The hotel had three large rooms packed with sellers – I recognised Paul Hudson, who owned Comic Showcase (one of the shops I frequented in my youth) until it closed down in 2006, and Incognito Comics (I used to buy from the Canterbury store when I lived there) had a huge stall of boxes filled with 25p comics – with the emphasis on comic books. And the comic book fans were there in force to buy from them; I arrived 30 minutes after the doors opened at noon, and the place was packed. Unfortunately, these readers of comic books hadn’t taken to heart any of the ideals of altruism and looking out for your fellow man that populate superhero stories, because they didn’t care about anyone or anything else apart from finding comics at a good price.
People – mostly men – were flicking through the comics in the longboxes and not letting anyone get a look in. If you were lucky enough to locate a space to examine the comics, the people on the either side were not very friendly or patient. There was one chap who had spent all his money on comics and not an optician, because he kept his head absurdly close to the comics as he flicked through them. There were the hunters with their lists – computer printouts of spreadsheets for some, aged, folded pages of hand-scribbled titles for others – obsessively going through every box and every comic book to find their missing items. There were some ‘ordinary’ punters, but there was also a large contingent of the type of comic book fan who are examples of the stereotype that rest of the world sees: overweight, wearing superhero t-shirts that were too small, unfamiliar with personal hygiene (the smell in the rooms was a little on the ripe side).

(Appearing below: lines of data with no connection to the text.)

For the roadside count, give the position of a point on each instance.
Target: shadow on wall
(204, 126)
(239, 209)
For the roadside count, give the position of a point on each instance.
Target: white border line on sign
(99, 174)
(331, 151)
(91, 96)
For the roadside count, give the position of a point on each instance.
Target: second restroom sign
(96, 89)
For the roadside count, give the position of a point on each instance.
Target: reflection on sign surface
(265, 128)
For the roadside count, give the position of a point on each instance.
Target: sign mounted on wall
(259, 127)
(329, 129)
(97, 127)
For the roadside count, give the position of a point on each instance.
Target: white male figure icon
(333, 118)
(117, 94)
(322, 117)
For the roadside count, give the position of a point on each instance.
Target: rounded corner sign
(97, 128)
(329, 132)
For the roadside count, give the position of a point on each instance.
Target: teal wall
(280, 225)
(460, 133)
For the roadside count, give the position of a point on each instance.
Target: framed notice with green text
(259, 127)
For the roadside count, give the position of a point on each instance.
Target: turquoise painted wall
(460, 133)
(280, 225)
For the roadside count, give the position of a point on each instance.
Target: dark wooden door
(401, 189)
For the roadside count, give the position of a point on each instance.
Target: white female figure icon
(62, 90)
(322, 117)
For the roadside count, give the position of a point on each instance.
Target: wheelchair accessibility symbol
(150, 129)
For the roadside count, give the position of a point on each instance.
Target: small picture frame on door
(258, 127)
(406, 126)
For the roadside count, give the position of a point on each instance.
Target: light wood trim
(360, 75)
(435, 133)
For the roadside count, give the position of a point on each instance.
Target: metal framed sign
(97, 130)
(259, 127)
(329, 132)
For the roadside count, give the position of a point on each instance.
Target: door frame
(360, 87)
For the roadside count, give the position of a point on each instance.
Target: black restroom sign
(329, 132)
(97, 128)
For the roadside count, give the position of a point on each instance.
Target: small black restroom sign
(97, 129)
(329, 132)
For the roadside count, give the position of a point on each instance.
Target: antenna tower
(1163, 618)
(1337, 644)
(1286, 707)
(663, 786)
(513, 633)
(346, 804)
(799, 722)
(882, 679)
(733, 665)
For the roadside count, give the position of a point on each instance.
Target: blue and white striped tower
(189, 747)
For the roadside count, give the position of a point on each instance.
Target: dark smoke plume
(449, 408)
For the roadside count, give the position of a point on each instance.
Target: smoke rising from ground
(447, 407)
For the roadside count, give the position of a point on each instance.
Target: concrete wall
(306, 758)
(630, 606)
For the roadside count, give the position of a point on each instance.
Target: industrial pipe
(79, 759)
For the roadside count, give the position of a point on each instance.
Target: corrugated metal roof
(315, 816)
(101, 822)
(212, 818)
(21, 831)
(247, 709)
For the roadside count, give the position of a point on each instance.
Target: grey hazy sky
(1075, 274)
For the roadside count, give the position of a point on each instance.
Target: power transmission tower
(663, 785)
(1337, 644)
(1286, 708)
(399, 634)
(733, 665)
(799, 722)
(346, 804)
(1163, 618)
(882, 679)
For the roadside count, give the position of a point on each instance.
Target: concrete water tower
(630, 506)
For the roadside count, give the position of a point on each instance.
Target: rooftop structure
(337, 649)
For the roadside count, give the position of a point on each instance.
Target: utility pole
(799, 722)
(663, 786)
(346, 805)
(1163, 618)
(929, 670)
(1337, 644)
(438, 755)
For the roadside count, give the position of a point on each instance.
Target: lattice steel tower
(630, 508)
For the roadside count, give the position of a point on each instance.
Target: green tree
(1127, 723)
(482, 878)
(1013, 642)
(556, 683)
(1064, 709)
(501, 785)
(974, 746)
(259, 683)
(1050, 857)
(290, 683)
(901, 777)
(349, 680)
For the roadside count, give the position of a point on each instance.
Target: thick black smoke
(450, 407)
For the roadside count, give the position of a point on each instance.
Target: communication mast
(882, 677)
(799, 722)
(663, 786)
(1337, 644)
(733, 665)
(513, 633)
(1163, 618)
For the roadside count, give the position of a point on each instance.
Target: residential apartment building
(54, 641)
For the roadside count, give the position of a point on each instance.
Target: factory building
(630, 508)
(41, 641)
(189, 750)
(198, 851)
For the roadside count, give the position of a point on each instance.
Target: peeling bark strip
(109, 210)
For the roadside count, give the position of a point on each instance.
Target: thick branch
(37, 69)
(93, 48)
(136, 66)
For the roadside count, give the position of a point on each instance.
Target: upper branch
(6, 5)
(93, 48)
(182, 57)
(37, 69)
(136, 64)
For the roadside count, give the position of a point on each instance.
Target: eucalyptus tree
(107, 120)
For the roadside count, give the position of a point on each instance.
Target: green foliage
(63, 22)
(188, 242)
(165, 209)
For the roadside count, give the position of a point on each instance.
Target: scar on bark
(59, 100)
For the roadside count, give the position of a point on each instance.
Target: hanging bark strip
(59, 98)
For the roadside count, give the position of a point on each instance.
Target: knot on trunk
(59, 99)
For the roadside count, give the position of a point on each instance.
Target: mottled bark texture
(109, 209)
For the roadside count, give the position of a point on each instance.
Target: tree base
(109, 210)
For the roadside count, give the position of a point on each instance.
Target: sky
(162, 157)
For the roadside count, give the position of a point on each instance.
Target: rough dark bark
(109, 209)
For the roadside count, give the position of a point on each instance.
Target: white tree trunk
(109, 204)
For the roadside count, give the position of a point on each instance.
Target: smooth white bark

I had intended to take some photos of the mart to accompany this reminiscence but I felt too awkward, too uncomfortable in the confined space with the crowds – if you want some photos, see the report by Dom of London Loves Comics. I’d been looking forward to rifling through comic boxes looking for bargains and trying to fill gaps in my collection, but I felt out of place and didn’t enjoy it as much as I had wanted. Oh, I wandered around and looked diligently through the boxes – I even found the five issues of Astonishing X-Men: Xenogenesis at 50p each – and thought the variety of material for sale was impressive (trays full of Doctor Who novels in plastic bags, old British comics lying on tables, old cult films on DVD, original artwork, even old British porn mags). However, the experience left me little deflated and out of sync with my collecting hobby, which is a shame. I can’t fully explain it but I don’t have the urge to return to a comic book mart, even though I still have the desire to buy cheap comic books. It’s not to do with the National Collectors Marketplace, just an adverse reaction to my first interaction for a while with the hardcore comic collecting community. I don’t classify myself as a real geek because I don’t have the depths of geek-ness I perceive in real geeks, even though I’ve just spent 600 words talking about going around a room full of old comic books, but this was yet another sign to confirm my belief. Your mileage may vary.